By Fengjun W on 18-Aug-19

Finally, wasted my weekend and 40 euros to finish this specialization. I really dont know the target audience of this specialization. If you have no background of deep learning, going through some code snippets without any explanation wont help you at all. you can't know anything behind it. If you already have some knowledge, you will find nothing new and more in this course. 1) The materials are so shallow and without any depth, just reading the slides and codes with errors. Only some high-level Keras APIs are covered. The official Tensorflow tutorial is much better. 2) The test questions are of no value at all, it cant test any your understanding whether about deep learning or the tool Tensorflow. The assignments are poorly designed, the answers contain errors. 3) I strongly doubt the instructor, I think he does not have much ML experience. Please don't waste your money and time on this specialization. If you want to learn deep learning, go to cs230; cs231n for computer vision; cs224n and cs224u for NLP; cs20 for Tensorflow.

By Oleg P on 8-Apr-19

Really disappointed. Please, give me back my money! This is not a course of Tensorflow but one page manual from Keras tutorial website. I hoped to learn the Tensorflow but have seen only some very simple examples with API wrapper for simple tasks and passed the course in a day. There was almost nothing from the Title of the course. The course should be free. There is nothing for $49 in it (except really cool teachers)

By Ehsan F on 28-May-19

Too basic.

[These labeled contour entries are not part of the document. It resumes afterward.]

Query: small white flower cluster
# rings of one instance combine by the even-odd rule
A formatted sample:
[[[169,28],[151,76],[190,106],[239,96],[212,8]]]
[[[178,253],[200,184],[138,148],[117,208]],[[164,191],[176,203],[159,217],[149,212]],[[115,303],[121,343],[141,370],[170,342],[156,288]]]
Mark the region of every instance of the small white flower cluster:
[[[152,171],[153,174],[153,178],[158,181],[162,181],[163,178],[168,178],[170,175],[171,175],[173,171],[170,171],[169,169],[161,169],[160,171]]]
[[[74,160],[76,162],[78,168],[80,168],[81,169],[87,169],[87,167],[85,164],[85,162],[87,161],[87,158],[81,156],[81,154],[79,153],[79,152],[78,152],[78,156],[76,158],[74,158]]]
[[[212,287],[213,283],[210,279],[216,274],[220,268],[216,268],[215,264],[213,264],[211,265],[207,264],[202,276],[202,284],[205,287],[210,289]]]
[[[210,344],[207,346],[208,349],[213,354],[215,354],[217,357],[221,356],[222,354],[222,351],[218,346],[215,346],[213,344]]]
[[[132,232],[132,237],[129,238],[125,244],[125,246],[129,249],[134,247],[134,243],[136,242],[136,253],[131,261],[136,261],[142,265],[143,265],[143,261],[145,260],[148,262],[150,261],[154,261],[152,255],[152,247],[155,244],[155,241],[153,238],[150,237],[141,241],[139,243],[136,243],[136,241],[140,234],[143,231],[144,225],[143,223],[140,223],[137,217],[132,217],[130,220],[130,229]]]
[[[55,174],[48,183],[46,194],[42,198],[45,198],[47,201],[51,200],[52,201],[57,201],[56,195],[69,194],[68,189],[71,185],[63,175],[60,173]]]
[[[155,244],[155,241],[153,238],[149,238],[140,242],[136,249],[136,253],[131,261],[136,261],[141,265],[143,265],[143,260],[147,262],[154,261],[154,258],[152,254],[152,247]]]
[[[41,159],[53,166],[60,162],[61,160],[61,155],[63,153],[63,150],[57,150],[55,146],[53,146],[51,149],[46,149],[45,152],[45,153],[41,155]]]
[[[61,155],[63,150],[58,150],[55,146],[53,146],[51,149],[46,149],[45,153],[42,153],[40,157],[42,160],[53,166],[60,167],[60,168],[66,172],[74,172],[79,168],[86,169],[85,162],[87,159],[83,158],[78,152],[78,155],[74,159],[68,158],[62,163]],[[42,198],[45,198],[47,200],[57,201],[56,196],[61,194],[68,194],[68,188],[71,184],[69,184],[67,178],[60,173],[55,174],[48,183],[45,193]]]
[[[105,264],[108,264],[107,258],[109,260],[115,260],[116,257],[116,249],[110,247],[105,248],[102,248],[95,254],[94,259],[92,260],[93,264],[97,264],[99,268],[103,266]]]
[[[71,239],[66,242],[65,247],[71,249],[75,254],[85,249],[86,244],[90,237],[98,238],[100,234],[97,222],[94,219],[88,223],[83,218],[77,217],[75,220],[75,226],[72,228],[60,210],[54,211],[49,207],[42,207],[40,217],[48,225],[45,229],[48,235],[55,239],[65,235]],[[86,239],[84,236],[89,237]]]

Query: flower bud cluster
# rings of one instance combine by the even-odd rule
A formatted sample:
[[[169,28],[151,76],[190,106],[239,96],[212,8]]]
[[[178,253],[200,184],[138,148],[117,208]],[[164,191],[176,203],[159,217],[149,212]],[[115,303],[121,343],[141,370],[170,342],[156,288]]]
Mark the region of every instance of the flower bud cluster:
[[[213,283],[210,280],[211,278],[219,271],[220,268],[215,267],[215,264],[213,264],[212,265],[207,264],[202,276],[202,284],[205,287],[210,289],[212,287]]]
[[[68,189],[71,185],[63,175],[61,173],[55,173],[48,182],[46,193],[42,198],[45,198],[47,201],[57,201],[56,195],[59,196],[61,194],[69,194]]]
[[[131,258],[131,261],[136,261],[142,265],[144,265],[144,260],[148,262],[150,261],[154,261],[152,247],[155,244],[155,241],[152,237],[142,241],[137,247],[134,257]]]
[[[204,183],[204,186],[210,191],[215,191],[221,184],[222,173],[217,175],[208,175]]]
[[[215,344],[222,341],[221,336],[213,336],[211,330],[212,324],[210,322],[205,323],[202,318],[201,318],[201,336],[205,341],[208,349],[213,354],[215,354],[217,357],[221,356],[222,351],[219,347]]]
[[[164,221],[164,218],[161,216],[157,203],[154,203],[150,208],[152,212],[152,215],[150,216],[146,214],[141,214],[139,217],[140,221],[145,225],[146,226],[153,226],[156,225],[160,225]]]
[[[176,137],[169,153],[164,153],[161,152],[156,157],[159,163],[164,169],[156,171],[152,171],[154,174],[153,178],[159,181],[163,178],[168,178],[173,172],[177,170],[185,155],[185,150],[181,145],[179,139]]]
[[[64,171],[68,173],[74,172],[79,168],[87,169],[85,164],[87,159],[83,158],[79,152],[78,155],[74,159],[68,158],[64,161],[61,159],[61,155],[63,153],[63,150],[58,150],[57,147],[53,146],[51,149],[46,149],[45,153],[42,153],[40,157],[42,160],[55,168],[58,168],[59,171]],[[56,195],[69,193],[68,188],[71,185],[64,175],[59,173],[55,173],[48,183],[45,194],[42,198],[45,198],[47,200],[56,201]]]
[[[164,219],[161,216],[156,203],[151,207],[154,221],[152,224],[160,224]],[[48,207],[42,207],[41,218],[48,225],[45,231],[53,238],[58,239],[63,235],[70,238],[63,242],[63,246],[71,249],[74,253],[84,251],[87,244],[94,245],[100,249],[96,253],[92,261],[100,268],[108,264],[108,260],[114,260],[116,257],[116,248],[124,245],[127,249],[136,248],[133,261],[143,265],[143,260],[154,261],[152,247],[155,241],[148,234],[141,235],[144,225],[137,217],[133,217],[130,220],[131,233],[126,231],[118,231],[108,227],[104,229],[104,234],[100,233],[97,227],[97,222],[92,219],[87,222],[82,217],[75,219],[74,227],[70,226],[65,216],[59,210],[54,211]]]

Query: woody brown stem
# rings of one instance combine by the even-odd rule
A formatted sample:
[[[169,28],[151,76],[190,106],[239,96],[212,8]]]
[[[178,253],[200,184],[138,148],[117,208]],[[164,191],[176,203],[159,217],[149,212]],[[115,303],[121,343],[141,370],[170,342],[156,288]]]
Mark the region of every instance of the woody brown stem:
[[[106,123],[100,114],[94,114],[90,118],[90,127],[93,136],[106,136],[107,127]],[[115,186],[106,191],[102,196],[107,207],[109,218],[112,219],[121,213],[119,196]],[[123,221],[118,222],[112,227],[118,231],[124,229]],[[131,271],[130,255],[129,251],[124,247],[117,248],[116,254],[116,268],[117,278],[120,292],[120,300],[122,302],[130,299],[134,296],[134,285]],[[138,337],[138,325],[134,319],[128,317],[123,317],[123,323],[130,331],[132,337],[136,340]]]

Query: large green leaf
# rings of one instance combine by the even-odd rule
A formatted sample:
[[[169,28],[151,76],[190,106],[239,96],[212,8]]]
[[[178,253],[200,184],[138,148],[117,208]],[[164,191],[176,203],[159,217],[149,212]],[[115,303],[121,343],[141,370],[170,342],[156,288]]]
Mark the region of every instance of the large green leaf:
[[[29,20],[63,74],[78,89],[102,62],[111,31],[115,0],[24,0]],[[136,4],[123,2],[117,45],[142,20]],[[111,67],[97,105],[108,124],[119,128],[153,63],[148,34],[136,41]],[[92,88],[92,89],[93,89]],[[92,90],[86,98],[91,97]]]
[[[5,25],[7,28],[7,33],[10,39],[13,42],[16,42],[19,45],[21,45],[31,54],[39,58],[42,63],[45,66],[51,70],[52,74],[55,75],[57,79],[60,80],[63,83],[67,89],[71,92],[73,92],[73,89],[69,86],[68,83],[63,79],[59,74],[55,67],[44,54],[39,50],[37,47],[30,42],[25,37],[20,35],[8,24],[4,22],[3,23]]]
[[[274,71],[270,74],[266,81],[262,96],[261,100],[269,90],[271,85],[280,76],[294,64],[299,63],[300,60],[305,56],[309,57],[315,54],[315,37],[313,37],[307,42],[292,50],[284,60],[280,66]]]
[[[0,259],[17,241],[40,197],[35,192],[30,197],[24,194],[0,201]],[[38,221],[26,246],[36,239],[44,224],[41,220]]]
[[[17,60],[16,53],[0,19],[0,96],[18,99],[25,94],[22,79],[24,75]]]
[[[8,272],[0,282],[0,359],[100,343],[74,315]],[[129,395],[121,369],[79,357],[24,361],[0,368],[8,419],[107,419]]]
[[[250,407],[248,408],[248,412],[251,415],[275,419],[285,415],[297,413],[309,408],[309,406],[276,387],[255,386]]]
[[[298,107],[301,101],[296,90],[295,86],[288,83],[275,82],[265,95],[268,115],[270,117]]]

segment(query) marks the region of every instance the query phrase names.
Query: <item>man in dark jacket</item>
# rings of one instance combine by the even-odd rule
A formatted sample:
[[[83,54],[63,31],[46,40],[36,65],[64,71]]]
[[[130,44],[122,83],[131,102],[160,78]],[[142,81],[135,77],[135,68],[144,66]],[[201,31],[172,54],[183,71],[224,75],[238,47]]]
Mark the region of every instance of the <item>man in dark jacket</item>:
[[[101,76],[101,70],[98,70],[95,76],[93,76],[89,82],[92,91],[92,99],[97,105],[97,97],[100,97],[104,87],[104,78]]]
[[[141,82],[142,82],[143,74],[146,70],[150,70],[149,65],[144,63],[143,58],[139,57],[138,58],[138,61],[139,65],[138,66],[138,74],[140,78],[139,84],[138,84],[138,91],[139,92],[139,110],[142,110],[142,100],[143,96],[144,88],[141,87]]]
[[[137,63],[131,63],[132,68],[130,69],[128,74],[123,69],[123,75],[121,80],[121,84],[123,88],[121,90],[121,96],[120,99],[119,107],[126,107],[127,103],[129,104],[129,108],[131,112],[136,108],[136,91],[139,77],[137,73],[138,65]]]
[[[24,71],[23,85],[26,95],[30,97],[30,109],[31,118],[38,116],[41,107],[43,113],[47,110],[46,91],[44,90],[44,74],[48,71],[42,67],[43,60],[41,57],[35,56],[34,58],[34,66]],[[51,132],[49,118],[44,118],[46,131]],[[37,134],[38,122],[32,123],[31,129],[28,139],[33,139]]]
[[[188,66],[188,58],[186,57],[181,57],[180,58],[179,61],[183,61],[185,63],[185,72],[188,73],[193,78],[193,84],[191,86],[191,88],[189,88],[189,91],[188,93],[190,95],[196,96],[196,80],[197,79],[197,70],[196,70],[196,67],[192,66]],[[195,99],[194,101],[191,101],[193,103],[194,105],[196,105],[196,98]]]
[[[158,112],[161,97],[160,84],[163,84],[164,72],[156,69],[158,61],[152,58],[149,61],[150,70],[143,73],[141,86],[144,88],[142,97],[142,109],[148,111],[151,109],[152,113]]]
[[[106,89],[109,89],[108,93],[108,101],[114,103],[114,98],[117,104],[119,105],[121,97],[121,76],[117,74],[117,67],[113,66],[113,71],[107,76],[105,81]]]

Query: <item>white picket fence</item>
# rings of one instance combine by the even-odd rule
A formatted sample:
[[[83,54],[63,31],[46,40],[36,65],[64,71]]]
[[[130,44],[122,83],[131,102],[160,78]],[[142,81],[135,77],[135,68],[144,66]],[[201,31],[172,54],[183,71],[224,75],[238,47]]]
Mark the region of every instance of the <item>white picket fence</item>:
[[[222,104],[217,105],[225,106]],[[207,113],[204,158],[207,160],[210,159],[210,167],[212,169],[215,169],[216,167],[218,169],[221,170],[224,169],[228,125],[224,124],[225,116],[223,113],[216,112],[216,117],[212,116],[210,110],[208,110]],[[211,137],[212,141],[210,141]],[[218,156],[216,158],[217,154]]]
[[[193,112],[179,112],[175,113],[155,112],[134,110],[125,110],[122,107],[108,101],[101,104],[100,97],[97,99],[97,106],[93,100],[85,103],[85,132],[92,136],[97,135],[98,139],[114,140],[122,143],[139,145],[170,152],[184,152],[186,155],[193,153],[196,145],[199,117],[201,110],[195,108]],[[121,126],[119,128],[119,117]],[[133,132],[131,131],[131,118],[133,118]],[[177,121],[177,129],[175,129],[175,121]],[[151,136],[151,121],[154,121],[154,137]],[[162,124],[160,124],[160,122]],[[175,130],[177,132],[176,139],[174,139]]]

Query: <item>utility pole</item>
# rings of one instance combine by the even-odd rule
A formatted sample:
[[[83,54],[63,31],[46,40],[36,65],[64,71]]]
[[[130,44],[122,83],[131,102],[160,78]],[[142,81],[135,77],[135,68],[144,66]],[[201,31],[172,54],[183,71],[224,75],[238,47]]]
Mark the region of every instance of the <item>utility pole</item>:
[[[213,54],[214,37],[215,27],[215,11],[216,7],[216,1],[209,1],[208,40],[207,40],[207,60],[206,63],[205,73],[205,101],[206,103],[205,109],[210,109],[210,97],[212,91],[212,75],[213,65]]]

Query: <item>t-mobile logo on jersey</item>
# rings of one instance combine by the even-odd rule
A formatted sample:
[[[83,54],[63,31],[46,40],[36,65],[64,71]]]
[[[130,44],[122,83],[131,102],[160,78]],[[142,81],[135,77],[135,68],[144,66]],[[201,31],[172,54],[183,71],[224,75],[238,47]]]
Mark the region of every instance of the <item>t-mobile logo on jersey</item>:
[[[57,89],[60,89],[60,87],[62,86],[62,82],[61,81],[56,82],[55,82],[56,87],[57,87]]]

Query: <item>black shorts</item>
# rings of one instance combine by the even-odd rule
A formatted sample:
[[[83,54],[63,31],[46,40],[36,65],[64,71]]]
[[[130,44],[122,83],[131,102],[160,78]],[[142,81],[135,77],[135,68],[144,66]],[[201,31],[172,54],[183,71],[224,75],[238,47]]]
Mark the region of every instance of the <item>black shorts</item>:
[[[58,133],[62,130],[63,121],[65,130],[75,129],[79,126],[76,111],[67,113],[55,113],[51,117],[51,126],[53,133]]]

I took it to learn about tensorflow not deeplearning and it's like just a bit of each which is useless at the end. It's just the 'Hello world' example in TF.

By Ekwoge E B on 12-May-19

I had a great time going through this course. I had a lot of challenges but which made me love the course even more. While I'm excited to start the next course, would still like to go through certain areas of this course to get a better grasp on some areas. I'm grateful to Cousera for such a learning opportunity!